Ist es nicht so, daß viele von uns Hobby-Restaurierern nicht eingestehen mögen, das sich auch der eigene Rahmen gesetzt hat, obwohl er vielleicht sogar unfallfrei blieb?
Er wird von Rost und Dreck befreit, blank gerieben und steht in seiner stählernen Wuchtigkeit da, als könne ihm nichts in den letzten 20 bis 40 Jahren angehabt haben. (Haben wir da ein Teil vom T34 in der Garage?). Gründlich Arbeit wird investiert, es wird geschweißt und repariert und schön lackiert. Anschließend kommt für die nächsten 20 Jahre die Karosserie draufgeschnallt, die hat immer gepaßt, warum sollte sie es nicht auch in Zukunft?
Bei Oldtimermercedes und Co würde man eine solche Vorgehensweise wohl nicht akzeptieren!
Sie werden vielleicht sagen, bei denen verzieht sich ja auch kein Rahmen, sofern vorhanden. Weit gefehlt! Die vierrädrigen Lieblinge aus den 50'er/ 60'er Jahren haben mehr Gemeinsamkeiten, als man dem äußeren Anschein nach glauben mag.

Ich habe Glück!
Mit meinen 312'er und 353'er Rahmen habe ich mehr Präzision aus Eisenach erhalten als jemals ein 311'er oder F9 zuvor. Ja, Sie haben richtig gelesen! Seit der Einführung der 312'er Rahmen 1966 bis zu den letzten 1.3'er Rahmen sind allein die Führungen der Querlenker aller einzeln aufgehängten Räder maßgenauer angefertigt, als bei den Vorgängern! Während der Querlenker eines 311'ers noch geduldig seine Spannweite an dem einen oder anderem Fahrzeug weiter oder schmaler spreizt - es sind ja Einzelteile, Sind mit dem Baumuster 312, 353 und 1.3 die Toleranzen klein geworden.
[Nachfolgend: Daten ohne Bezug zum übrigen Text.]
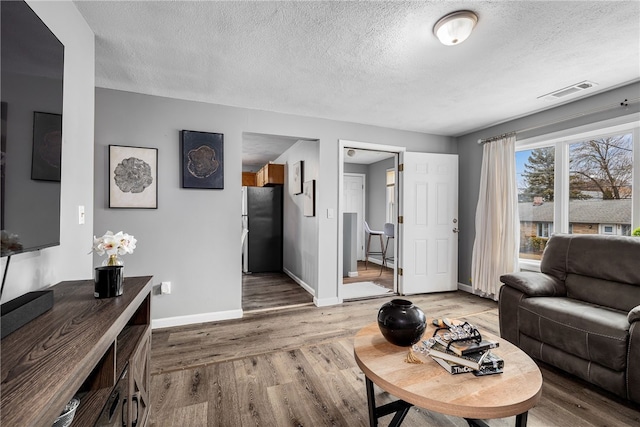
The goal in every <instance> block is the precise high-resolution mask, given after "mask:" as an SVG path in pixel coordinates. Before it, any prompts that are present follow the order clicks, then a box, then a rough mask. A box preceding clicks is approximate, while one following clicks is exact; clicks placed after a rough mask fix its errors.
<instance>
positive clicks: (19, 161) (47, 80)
mask: <svg viewBox="0 0 640 427" xmlns="http://www.w3.org/2000/svg"><path fill="white" fill-rule="evenodd" d="M0 7H1V10H0V13H1V16H0V18H1V25H0V31H1V32H2V34H1V36H0V40H1V43H2V58H1V60H2V62H0V69H1V77H0V78H1V88H0V89H1V92H0V94H1V98H2V99H1V107H2V108H1V110H2V111H1V113H2V139H1V145H2V147H1V148H2V161H1V177H0V179H1V184H0V192H1V193H0V201H1V204H2V211H1V214H0V217H1V218H0V219H1V226H2V251H1V256H3V257H4V256H9V255H13V254H18V253H22V252H28V251H34V250H38V249H42V248H46V247H50V246H55V245H59V244H60V176H61V173H60V172H61V165H62V141H63V139H62V93H63V75H64V46H63V44H62V43H61V42H60V41H59V40H58V39H57V38H56V36H55V35H54V34H53V33H52V32H51V31H50V30H49V28H48V27H47V26H46V25H45V23H44V22H42V20H41V19H40V18H39V17H38V15H36V13H35V12H34V11H33V10H32V9H31V8H30V7H29V5H27V4H26V3H25V2H23V1H2V2H0Z"/></svg>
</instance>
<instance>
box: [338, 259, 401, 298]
mask: <svg viewBox="0 0 640 427" xmlns="http://www.w3.org/2000/svg"><path fill="white" fill-rule="evenodd" d="M380 270H382V273H380ZM393 274H394V270H393V269H392V268H388V267H385V268H382V269H381V268H380V265H378V264H374V263H372V262H369V263H367V267H366V268H365V265H364V261H358V276H357V277H343V278H342V283H343V284H345V285H348V284H349V283H356V282H373V283H376V284H378V285H380V286H384V287H385V288H387V289H391V290H392V291H393Z"/></svg>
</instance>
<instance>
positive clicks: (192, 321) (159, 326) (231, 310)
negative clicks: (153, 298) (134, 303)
mask: <svg viewBox="0 0 640 427" xmlns="http://www.w3.org/2000/svg"><path fill="white" fill-rule="evenodd" d="M241 317H242V309H240V310H227V311H216V312H213V313H199V314H189V315H187V316H176V317H165V318H164V319H151V329H160V328H171V327H173V326H184V325H192V324H194V323H206V322H217V321H220V320H231V319H240V318H241Z"/></svg>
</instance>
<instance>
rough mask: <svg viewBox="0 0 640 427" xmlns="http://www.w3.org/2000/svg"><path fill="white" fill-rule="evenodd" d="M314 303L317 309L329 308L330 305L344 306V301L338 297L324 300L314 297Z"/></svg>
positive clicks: (333, 297) (313, 297)
mask: <svg viewBox="0 0 640 427" xmlns="http://www.w3.org/2000/svg"><path fill="white" fill-rule="evenodd" d="M313 303H314V304H315V306H316V307H327V306H329V305H338V304H342V300H341V299H340V298H338V297H332V298H322V299H318V298H316V297H313Z"/></svg>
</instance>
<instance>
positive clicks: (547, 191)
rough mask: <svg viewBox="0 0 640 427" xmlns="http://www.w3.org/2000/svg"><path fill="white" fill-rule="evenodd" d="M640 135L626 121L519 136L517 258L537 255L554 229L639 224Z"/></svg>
mask: <svg viewBox="0 0 640 427" xmlns="http://www.w3.org/2000/svg"><path fill="white" fill-rule="evenodd" d="M639 135H640V131H639V130H638V128H632V127H631V125H628V124H627V125H617V126H612V127H610V128H607V129H604V130H603V129H600V130H595V129H594V130H590V131H588V132H582V133H577V132H576V133H575V134H574V135H570V134H569V133H568V132H565V136H562V137H555V138H551V137H550V138H549V139H548V140H547V141H545V140H544V137H539V138H536V139H535V140H533V139H532V140H530V141H518V143H517V148H516V179H517V183H518V209H519V216H520V258H521V259H533V260H539V259H540V258H541V255H542V251H543V250H544V247H545V245H546V242H547V240H548V238H549V237H550V236H551V235H552V234H553V233H554V231H555V232H561V233H573V234H621V235H627V236H628V235H630V234H631V232H632V230H633V228H634V227H633V225H634V224H635V227H638V226H639V225H640V213H639V212H638V211H640V209H639V207H640V203H638V202H639V200H635V201H634V192H637V190H636V188H639V185H638V182H640V179H639V178H638V177H634V176H633V169H634V166H635V168H637V167H638V165H639V164H640V160H639V159H636V160H635V161H634V158H633V151H634V149H635V150H640V148H639V147H640V137H639ZM637 157H640V156H637ZM636 175H640V174H636ZM634 181H635V183H636V185H635V186H634ZM639 198H640V197H639V196H638V195H636V196H635V199H639ZM634 206H635V209H633V208H634Z"/></svg>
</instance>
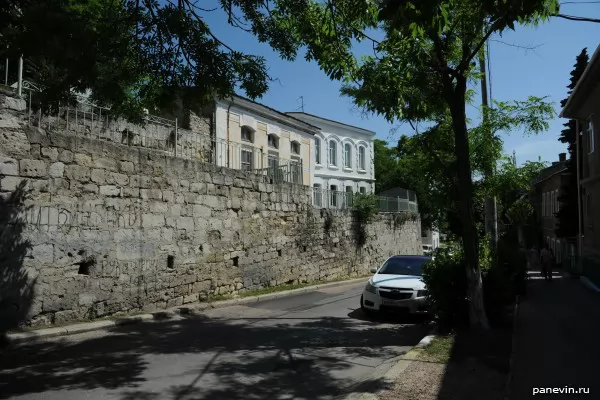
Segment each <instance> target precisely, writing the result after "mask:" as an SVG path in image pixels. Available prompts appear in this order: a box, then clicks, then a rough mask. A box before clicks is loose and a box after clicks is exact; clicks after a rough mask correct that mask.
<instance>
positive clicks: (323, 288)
mask: <svg viewBox="0 0 600 400" xmlns="http://www.w3.org/2000/svg"><path fill="white" fill-rule="evenodd" d="M366 279H367V277H362V278H354V279H349V280H345V281H339V282H330V283H322V284H318V285H313V286H307V287H304V288H300V289H293V290H286V291H281V292H275V293H268V294H263V295H258V296H251V297H242V298H239V299H231V300H222V301H216V302H214V303H194V304H186V305H184V306H178V307H173V308H169V309H166V310H161V311H156V312H152V313H147V314H139V315H133V316H125V317H115V318H114V319H110V320H101V321H92V322H84V323H79V324H73V325H66V326H61V327H53V328H45V329H39V330H35V331H29V332H18V333H8V334H6V335H5V339H6V341H7V342H8V343H11V344H14V343H23V342H31V341H35V340H40V339H49V338H54V337H57V336H67V335H75V334H79V333H86V332H92V331H99V330H106V329H110V328H113V327H116V326H123V325H133V324H139V323H143V322H149V321H163V320H168V319H172V318H175V317H177V316H185V315H192V314H194V313H195V312H197V311H204V310H207V309H217V308H225V307H231V306H236V305H244V304H252V303H258V302H262V301H267V300H274V299H280V298H285V297H291V296H296V295H300V294H303V293H308V292H314V291H317V290H319V289H324V288H331V287H337V286H343V285H350V284H353V283H359V282H365V281H366Z"/></svg>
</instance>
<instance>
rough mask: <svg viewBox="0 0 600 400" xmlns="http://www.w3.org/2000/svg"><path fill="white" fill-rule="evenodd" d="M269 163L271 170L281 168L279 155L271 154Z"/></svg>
mask: <svg viewBox="0 0 600 400" xmlns="http://www.w3.org/2000/svg"><path fill="white" fill-rule="evenodd" d="M268 163H269V168H270V169H276V168H277V167H278V166H279V157H277V154H269V160H268Z"/></svg>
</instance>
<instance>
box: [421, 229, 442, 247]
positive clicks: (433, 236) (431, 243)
mask: <svg viewBox="0 0 600 400" xmlns="http://www.w3.org/2000/svg"><path fill="white" fill-rule="evenodd" d="M421 241H422V242H423V245H426V244H428V245H430V246H431V249H432V250H435V249H437V248H438V247H440V232H439V231H436V230H432V229H430V230H427V231H423V233H422V234H421Z"/></svg>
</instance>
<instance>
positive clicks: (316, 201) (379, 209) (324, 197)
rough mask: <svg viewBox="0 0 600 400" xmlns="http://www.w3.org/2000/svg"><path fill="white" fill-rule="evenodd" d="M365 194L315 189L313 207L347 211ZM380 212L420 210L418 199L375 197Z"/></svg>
mask: <svg viewBox="0 0 600 400" xmlns="http://www.w3.org/2000/svg"><path fill="white" fill-rule="evenodd" d="M362 194H363V193H358V194H356V193H353V192H340V191H335V190H327V189H321V188H318V187H315V188H313V205H314V206H315V207H317V208H327V209H338V210H346V209H350V208H352V206H353V205H354V200H355V199H356V196H357V195H362ZM375 197H376V198H377V200H378V203H379V211H380V212H414V213H418V212H419V208H418V204H417V201H416V199H415V200H410V198H402V197H386V196H375Z"/></svg>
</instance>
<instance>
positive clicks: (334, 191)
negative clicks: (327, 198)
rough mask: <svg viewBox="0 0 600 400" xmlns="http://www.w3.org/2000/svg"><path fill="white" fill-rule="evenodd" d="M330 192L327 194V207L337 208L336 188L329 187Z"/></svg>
mask: <svg viewBox="0 0 600 400" xmlns="http://www.w3.org/2000/svg"><path fill="white" fill-rule="evenodd" d="M329 189H330V190H331V192H329V205H330V206H331V207H337V186H336V185H331V186H330V187H329Z"/></svg>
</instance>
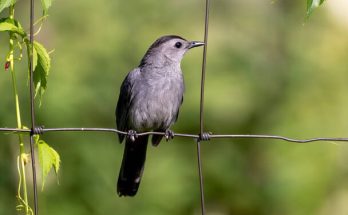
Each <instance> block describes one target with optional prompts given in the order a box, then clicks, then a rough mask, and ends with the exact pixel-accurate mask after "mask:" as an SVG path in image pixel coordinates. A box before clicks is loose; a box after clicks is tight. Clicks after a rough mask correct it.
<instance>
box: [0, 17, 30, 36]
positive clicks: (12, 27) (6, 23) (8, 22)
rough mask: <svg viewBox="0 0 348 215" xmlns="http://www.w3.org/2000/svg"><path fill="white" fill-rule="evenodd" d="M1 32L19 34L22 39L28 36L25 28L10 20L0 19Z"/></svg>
mask: <svg viewBox="0 0 348 215" xmlns="http://www.w3.org/2000/svg"><path fill="white" fill-rule="evenodd" d="M0 31H7V32H12V33H17V34H19V35H20V36H22V37H25V36H26V33H25V32H24V30H23V28H22V27H21V26H20V25H19V23H18V22H17V21H15V20H11V19H9V18H2V19H0Z"/></svg>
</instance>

Die aus "einem Stück gepreßten" Querlenker erlauben keinen Spielraum. Ebenfalls ist das umständliche Einstellverfahren der Spur an der Hinterachse eines 311'ers entfallen. Dies kann natürlich auch ein Nachteil sein, denn wenn an einem 312'er Rahmen Spur und Sturz nicht stimmen, muß der Rahmen gerichtet werden (auftrennen, justieren, schweißen). Einstellen kann man nur die Vorspur.